Clinton used an appearance on Al Jazeera on May 19, 2009 to continue the public lecturing of Netanyahu that Obama had commenced the day before – Al Jazeera being a TV station owned by a regime that doesn't recognize Israel's right to exist and that has a sordid history of championing Israel's terrorist enemies and propagandizing against the Jewish state. Said Hillary:
"We want to see a stop to settlement construction, additions, natural growth – any kind of settlement activity. That is what the president has called for."
She reiterated her comments a few days later at a press conference alongside the Egyptian foreign minister:
"With respect to settlements, the president was very clear when Prime Minister Netanyahu was here. He wants to see a stop to settlements -- not some settlements, not outposts, not natural growth exceptions."

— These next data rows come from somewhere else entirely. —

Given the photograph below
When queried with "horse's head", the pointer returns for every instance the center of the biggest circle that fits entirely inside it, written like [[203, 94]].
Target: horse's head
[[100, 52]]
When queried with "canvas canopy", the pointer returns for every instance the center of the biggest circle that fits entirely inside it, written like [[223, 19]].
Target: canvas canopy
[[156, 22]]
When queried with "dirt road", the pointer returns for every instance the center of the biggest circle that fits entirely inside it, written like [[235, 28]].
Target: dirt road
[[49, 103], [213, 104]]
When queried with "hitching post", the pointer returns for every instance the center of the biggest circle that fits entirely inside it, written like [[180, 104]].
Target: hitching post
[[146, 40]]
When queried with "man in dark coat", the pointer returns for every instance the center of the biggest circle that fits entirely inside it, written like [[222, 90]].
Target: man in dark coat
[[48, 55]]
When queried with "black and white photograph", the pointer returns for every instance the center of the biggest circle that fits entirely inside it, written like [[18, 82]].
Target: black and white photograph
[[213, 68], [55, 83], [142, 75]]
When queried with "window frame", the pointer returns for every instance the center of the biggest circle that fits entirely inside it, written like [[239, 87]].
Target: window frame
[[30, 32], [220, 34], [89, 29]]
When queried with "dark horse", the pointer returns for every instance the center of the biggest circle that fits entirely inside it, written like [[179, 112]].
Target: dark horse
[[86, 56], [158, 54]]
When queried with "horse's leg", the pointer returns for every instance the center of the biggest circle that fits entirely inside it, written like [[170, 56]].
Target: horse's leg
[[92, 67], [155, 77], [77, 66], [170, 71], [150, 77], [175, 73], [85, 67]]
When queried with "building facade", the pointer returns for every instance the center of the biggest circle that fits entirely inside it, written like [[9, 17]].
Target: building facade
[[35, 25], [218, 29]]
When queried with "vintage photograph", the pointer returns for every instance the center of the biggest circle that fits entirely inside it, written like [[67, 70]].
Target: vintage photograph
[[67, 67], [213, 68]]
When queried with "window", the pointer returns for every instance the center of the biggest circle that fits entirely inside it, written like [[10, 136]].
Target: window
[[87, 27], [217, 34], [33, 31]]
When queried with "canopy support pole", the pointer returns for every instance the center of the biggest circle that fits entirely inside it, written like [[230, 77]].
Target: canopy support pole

When Netanyahu eventually announced the imposition of a settlement freeze he remarked, referencing the Obama administration, that “We have been told by many of our friends that once Israel takes the first meaningful steps toward peace, the Palestinians and Arab states would respond.” The Palestinians and Arab states did not respond – and yet Clinton, so vocal about the Israelis, issued no public criticism of the Palestinians for refusing to talk after the freeze took effect. She was in full compliance with an unwritten administration policy: No public criticism of the Palestinians – ever.

Her role in all of this was not confined to being Obama's lead enforcer on the settlement freeze. After an ill-timed construction planning announcement by the Jerusalem municipality during Vice President Biden's visit to Israel in March 2010, Clinton made a now-infamous phone call to Netanyahu in which she berated and threatened the prime minister for 45 minutes, issued a list of demands he would have to meet to salvage the U.S.-Israel relationship, and then instructed the State Department press secretary to boast to the press of just how harshly she had treated Netanyahu.

After the Clinton phone call, then-Israeli ambassador Michael Oren commented that relations between the two countries had hit their lowest ebb in 35 years.

A few weeks later, in April 2010, Clinton gave a speech at a dinner that was attended by Ambassador Oren and several ambassadors from Arab countries, and once again attacked Israel. She accused Israel of engaging in “unilateral statements and actions” that had undermined the peace process and she laid blame for humanitarian problems in Gaza on Israel, rather than the terrorist group Hamas that controls the territory and uses it to launch attacks on Israel. She even claimed that the lack of progress in the peace process – Israel’s fault, naturally – was strengthening Iranian president Mahmoud Ahmadinejad. She offered no criticism of the Palestinians.

Clinton today is attempting to recast herself as a more sensitive and evenhanded figure on these matters. She would have us believe that her role in the administration's campaign of criticism, pressure, and crisis-creation against Israel was one of reluctant participant, a loyal official carrying out her duties despite having tried to dissuade the president from a mistaken policy.

It is very difficult, looking at her record during this period, to conclude that the presentation of her role in her book is accurate. There is a simple and likely explanation for this revisionist history: She knows that her prominent role in the past five years of acrimony between the Obama administration and Israel is unhelpful to her presidential ambitions, and so she is attempting to distance herself from the administration's record by downgrading her involvement in its Israel policy. There is too much evidence to the contrary for her to get away with it.